//Ban Polygraph tests : Law Commission

Ban Polygraph tests : Law Commission

New Delhi: Observing that narco-analysis (NA), polygraph and brain fingerprinting (BFP) as tools of police investigation violated basic human rights, the Law Commission of India has recommended that these truth-detecting techniques be banned immediately. The Commission, headed by Justice A.R. Lakshmanan, in its report to be submitted to the government next week, said: “The police are a disciplined force trained to uphold the law and to enable democratic institutions to function lawfully. Police powers are confined by the provisions of the Constitution, the Police Act, the Criminal Procedure Act, the Evidence Act and many other local and special laws which impose restrictions on the scope and method of exercise of that power.”

Police accountable

The report said: “Forensic scientists should inspire the police with their scientific methods not to violate the norms. They will be accused of conspiring with them if they are a party to using these psychological coercive methods. Courts have powers to extract accountability from the police in case of violations of human rights in exercising their functions.”
Narco test “dubious”

The Commission pointed out that NA was borrowed from psychiatric practice and used by the police, seeking the help of psychiatrists during yesteryear, and discontinued subsequently all over the world for two reasons: one, the police themselves found the technique dubious, and two, the psychiatrists were bound by ethical considerations and were not forthcoming to perform the technique when the examination was requested as an aid to criminal investigation.

It said NA was rarely used even for therapeutic purposes today.

“The revelations made under the influence of the drugs cannot be considered a reliable recollection of past events.
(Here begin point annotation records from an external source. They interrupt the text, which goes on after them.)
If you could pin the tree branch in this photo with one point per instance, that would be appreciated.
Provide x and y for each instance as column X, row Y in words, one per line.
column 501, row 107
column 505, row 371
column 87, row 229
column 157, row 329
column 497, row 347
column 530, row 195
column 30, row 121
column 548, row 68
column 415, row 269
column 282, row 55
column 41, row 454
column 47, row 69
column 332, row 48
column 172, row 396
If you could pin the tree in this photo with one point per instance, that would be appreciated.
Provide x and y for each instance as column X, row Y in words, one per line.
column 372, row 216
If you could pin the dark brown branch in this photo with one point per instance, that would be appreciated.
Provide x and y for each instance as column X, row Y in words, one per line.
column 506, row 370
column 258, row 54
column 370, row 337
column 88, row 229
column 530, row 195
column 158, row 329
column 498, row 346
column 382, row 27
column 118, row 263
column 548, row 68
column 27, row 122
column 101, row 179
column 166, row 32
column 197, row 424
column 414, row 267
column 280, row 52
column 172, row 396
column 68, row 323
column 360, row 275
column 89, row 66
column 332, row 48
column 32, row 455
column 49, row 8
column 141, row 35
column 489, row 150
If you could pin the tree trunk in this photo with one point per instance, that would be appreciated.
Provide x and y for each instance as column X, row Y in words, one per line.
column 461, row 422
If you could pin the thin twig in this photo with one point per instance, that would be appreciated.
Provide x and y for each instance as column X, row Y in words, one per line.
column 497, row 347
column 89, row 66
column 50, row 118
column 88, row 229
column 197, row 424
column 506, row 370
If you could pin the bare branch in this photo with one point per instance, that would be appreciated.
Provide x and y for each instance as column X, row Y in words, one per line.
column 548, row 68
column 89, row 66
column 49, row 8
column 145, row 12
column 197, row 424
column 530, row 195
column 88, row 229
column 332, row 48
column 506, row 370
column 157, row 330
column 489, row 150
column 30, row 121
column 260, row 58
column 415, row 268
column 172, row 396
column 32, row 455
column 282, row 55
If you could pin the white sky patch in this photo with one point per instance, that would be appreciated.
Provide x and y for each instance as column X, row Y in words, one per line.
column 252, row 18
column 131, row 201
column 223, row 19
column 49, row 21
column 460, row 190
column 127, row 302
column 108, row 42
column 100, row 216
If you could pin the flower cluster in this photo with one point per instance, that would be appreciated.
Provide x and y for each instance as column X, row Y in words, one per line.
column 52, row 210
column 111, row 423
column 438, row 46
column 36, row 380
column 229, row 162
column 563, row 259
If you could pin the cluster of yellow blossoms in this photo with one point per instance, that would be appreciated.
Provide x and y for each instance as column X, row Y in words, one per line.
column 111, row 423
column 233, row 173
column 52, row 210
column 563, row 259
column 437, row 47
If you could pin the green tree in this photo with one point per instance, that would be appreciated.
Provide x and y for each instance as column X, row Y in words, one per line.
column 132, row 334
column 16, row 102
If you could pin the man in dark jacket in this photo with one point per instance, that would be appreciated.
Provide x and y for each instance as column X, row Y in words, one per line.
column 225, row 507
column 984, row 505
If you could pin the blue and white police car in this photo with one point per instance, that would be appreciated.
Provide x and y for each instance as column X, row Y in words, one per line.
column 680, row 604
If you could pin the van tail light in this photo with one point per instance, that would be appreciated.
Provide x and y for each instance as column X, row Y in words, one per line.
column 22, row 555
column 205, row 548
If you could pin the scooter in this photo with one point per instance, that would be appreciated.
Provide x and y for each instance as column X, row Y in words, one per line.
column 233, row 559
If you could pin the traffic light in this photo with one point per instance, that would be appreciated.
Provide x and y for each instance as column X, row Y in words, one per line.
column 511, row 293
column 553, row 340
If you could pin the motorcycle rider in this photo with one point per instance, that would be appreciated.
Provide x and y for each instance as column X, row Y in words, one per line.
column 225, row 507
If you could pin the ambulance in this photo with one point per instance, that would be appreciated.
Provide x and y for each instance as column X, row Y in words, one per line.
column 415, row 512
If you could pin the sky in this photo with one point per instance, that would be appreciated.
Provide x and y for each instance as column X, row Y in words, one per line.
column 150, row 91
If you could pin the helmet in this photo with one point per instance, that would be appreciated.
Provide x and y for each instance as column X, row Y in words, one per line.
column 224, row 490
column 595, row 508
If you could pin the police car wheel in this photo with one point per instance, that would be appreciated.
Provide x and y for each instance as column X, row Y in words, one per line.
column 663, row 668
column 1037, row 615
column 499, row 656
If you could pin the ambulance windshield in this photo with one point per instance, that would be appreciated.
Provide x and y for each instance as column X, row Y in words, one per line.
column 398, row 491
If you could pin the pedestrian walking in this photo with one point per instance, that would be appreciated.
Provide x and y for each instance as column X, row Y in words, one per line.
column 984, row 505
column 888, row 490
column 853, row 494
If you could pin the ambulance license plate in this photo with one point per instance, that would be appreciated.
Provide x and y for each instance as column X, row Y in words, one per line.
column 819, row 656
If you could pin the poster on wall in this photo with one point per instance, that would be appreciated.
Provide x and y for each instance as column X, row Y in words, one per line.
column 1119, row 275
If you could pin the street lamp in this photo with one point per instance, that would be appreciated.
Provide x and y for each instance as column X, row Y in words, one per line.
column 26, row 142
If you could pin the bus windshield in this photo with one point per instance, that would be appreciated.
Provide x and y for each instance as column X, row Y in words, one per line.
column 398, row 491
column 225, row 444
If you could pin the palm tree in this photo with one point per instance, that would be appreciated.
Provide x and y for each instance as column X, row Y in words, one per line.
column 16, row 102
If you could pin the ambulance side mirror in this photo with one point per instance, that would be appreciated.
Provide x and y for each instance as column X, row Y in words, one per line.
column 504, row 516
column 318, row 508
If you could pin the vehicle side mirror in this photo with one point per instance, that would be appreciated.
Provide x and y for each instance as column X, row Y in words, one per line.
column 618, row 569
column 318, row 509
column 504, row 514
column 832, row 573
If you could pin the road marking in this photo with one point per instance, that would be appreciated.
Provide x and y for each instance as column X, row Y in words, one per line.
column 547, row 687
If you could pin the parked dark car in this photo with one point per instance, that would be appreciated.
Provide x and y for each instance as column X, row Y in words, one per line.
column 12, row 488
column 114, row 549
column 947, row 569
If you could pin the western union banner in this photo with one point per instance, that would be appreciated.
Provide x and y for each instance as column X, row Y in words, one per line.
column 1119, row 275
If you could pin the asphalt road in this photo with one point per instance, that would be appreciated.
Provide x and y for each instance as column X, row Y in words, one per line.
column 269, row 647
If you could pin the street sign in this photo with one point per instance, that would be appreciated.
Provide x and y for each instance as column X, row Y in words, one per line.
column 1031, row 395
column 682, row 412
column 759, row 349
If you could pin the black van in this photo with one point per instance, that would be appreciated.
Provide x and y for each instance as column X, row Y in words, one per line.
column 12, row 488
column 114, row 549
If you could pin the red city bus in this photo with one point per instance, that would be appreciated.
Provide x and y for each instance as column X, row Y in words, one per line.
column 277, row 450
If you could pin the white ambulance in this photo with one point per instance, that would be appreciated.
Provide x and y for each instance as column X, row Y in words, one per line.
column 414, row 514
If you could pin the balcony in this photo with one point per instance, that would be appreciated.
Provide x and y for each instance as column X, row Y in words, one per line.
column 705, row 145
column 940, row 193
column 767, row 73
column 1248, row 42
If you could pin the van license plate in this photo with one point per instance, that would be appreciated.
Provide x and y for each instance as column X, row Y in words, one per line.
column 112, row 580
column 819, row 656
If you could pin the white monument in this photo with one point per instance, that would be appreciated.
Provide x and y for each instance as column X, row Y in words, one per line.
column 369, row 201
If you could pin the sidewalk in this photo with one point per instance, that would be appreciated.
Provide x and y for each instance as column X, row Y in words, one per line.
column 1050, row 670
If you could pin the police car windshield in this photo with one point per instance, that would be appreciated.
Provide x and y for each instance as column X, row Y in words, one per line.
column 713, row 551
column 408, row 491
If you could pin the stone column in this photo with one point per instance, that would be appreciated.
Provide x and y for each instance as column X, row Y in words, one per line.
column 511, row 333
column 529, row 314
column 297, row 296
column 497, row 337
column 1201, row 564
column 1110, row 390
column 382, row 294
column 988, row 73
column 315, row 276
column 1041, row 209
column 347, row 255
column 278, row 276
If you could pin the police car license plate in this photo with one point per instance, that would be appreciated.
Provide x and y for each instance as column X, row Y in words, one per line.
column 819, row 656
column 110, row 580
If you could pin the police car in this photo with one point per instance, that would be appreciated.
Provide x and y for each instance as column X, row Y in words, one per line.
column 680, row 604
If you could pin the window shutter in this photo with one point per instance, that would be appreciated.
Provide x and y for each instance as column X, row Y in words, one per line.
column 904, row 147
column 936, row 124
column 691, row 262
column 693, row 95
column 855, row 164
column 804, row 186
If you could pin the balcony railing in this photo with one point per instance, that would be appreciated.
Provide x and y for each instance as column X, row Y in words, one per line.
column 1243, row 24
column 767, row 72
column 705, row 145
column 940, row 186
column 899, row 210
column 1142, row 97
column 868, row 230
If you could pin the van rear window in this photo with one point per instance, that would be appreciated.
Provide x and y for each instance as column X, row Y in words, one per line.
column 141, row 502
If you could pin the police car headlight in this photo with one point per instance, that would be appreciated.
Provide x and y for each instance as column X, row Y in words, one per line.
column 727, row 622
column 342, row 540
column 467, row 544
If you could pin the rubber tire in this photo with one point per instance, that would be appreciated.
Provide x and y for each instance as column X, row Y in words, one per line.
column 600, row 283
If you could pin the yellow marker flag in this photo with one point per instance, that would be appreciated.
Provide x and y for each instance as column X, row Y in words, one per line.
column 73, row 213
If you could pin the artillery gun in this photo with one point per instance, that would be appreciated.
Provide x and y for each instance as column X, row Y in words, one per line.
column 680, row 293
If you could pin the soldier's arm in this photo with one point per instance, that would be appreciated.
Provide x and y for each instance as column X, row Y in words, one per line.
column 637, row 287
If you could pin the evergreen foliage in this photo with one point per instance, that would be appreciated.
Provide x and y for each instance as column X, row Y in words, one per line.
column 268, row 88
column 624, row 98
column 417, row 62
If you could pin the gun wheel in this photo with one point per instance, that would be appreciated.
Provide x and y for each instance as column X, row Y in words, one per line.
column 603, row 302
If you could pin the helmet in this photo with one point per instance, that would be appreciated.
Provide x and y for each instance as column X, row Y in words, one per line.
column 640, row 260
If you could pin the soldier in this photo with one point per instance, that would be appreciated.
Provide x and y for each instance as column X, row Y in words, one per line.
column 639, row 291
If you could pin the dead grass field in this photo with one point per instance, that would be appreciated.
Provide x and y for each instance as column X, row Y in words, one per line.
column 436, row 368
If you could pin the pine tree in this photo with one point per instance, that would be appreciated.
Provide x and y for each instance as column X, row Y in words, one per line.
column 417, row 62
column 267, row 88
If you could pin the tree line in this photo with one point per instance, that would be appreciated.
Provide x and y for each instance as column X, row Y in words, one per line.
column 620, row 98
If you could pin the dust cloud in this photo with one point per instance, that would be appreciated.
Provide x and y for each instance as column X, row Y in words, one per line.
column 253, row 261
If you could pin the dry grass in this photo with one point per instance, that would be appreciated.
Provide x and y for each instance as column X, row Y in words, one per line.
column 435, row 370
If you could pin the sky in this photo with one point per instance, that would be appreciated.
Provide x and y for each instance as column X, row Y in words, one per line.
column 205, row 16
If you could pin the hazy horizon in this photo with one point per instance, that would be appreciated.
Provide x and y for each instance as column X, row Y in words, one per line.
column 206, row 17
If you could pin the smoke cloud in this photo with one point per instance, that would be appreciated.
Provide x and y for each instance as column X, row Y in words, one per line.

Not only may the inveterate criminal psychopath lie under the influence of drugs which have been tested but the relatively normal and well-adjusted individual may also successfully disguise factual data.”

The Commission took up the issue following a memorandum received from the Forensic Science Society of India expressing serious concern at the widespread use of NA and BFP in police investigation during the past few years with the tacit approval of a few courts.

With supporting documents, the society pointed out that this practice was discontinued in all “civilised” countries almost five decades ago.

The Commission sought the opinion of various experts, police, doctors and psychologists in arriving at its findings.

The Commission said it came to know that in a laboratory in Bangalore, NA was being conducted several times for the same subject until a preferred result was obtained. This was ample proof to show that the technique was not based on any scientific principle.

On the polygraph test or lie-detector, the report said: “The results obtained from a polygraph test are much less credible, since the device measures the body’s reaction to two different types of questions. The dirty little secret behind the test is it depends on trickery, not science. Perversely, the test is inherently biased against the truthful.”

Similarly, according to reports, the Commission said BFP was proved only at the experimental stage and not effective, and it violated the sanctity of the mind.